FERDI KADIOGLU, A SURPRESA DA SURPRESA DO EUROPEU QUE PARECE TER O DOM DA UBIQUIDADE

Na Turquia há um lateral/extremo/médio que joga à direita, à esquerda ou pelo centro e que tanto dribla perto da própria área como se destaca defensivamente. Moldado por Vítor Pereira e Jorge Jesus, Ferdi, habituado a estar em vários sítios, terá um duelo especial no sábado (20h, Sport TV1), já que defrontará os Países Baixos, onde nasceu

O Áustria-Turquia ia no minuto 94. A vencer por 2-1, a equipa de Montella estava a instantes de chegar às oito melhores da Europa apenas pela segunda vez na história. O cansaço já reinava, os austríacos tentavam o empate e os turcos viviam encostados à sua baliza, defendendo aquela liderança como o mais precioso dos tesouros.
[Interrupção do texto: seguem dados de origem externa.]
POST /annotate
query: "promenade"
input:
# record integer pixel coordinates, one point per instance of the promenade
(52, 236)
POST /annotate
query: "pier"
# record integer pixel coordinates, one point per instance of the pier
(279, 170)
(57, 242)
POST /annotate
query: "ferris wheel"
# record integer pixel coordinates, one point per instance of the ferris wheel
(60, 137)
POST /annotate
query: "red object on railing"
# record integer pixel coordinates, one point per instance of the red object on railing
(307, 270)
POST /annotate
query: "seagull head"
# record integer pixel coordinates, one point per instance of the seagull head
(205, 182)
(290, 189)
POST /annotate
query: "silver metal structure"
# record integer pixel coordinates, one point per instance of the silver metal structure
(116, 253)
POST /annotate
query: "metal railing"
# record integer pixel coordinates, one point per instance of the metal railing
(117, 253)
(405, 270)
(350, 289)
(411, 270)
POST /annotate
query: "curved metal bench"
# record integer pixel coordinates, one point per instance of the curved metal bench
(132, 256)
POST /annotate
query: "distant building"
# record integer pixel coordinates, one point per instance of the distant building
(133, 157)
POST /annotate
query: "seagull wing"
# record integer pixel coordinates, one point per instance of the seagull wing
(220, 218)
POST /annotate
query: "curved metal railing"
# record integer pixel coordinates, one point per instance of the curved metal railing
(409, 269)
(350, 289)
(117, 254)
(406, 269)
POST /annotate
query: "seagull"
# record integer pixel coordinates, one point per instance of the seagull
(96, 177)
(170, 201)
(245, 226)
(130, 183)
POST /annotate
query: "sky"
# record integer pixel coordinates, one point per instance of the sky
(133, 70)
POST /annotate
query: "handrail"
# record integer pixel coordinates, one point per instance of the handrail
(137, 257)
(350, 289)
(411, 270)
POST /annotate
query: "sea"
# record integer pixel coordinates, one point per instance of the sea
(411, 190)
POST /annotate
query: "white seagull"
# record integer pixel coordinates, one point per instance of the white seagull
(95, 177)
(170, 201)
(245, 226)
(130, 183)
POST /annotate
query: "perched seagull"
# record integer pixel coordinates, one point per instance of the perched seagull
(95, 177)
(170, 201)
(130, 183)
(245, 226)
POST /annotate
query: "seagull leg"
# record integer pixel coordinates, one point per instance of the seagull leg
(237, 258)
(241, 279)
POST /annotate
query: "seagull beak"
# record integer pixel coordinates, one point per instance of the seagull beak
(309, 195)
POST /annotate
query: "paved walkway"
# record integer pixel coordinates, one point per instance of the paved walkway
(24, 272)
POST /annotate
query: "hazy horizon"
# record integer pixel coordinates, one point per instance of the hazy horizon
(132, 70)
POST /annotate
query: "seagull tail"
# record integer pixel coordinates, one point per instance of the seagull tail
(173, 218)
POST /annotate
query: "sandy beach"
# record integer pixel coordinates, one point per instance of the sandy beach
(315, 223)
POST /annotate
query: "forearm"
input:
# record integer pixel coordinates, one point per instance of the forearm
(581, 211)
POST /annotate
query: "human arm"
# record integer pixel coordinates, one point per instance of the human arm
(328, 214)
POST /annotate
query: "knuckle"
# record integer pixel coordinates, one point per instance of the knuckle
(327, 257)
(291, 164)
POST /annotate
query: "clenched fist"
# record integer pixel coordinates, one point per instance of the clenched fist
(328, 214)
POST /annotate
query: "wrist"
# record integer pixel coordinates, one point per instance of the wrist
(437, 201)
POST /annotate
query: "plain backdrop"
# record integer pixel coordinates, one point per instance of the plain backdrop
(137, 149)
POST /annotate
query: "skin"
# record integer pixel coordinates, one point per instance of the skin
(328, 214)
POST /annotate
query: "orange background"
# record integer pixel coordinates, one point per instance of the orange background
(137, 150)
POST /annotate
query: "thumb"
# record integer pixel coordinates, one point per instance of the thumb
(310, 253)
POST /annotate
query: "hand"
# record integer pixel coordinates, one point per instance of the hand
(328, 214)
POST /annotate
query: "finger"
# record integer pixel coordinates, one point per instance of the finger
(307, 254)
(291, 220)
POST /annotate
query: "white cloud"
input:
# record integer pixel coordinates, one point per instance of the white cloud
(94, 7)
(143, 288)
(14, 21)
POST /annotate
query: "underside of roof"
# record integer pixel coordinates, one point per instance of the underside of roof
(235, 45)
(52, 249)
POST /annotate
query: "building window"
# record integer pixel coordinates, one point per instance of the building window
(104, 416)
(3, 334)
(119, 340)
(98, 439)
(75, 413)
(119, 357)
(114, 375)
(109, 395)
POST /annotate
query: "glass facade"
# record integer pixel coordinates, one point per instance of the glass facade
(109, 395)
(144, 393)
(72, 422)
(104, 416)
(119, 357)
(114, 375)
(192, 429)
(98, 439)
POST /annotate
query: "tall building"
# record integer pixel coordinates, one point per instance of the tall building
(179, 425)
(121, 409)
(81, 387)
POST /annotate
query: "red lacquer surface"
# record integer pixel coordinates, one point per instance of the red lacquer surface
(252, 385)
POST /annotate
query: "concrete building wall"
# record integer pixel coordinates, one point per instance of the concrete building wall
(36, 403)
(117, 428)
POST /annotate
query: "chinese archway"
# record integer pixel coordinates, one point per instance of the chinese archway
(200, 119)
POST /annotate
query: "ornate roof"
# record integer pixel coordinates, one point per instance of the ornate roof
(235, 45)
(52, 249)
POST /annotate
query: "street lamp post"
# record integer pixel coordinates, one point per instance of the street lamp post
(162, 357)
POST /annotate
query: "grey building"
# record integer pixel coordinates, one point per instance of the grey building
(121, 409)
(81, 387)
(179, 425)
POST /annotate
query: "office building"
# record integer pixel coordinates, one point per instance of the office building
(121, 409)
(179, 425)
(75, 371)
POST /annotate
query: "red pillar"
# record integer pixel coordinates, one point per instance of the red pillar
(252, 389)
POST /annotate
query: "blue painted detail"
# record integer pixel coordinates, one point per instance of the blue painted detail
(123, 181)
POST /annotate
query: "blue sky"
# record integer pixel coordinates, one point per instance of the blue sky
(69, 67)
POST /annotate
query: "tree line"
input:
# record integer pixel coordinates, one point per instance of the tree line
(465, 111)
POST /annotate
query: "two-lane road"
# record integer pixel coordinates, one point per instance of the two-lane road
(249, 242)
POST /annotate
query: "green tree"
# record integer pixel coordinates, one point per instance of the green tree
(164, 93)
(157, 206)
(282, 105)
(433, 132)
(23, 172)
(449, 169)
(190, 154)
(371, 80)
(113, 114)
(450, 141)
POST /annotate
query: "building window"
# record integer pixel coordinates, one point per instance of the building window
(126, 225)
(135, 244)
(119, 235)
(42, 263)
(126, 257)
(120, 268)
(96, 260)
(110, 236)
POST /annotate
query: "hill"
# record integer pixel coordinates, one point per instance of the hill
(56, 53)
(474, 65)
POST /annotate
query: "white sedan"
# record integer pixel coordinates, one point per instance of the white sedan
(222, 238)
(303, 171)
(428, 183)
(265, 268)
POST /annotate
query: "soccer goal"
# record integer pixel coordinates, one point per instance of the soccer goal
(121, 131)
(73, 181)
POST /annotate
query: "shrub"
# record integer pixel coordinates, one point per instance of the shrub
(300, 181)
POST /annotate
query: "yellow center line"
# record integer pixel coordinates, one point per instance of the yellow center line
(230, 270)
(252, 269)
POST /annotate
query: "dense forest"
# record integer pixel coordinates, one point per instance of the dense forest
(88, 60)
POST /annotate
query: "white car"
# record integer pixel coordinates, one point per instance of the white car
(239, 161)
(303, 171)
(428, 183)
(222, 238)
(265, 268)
Até que a bola chegou aos pés de Ferdi Kadioglu. Depois de 51 jogos pelo Fenerbahçe em 2023/24 e de ter disputado todos os minutos de todos os encontros da Turquia no Europeu, seria normal que, mesmo no fim do tempo de compensação decretado por Artur Soares Dias, Kadioglu se desfizesse da bola, a lançasse para longe, desejando que o relógio avançasse mais um pouco. Mas o cansaço não vive em quem se habituou a estar em todo o lado ao mesmo tempo.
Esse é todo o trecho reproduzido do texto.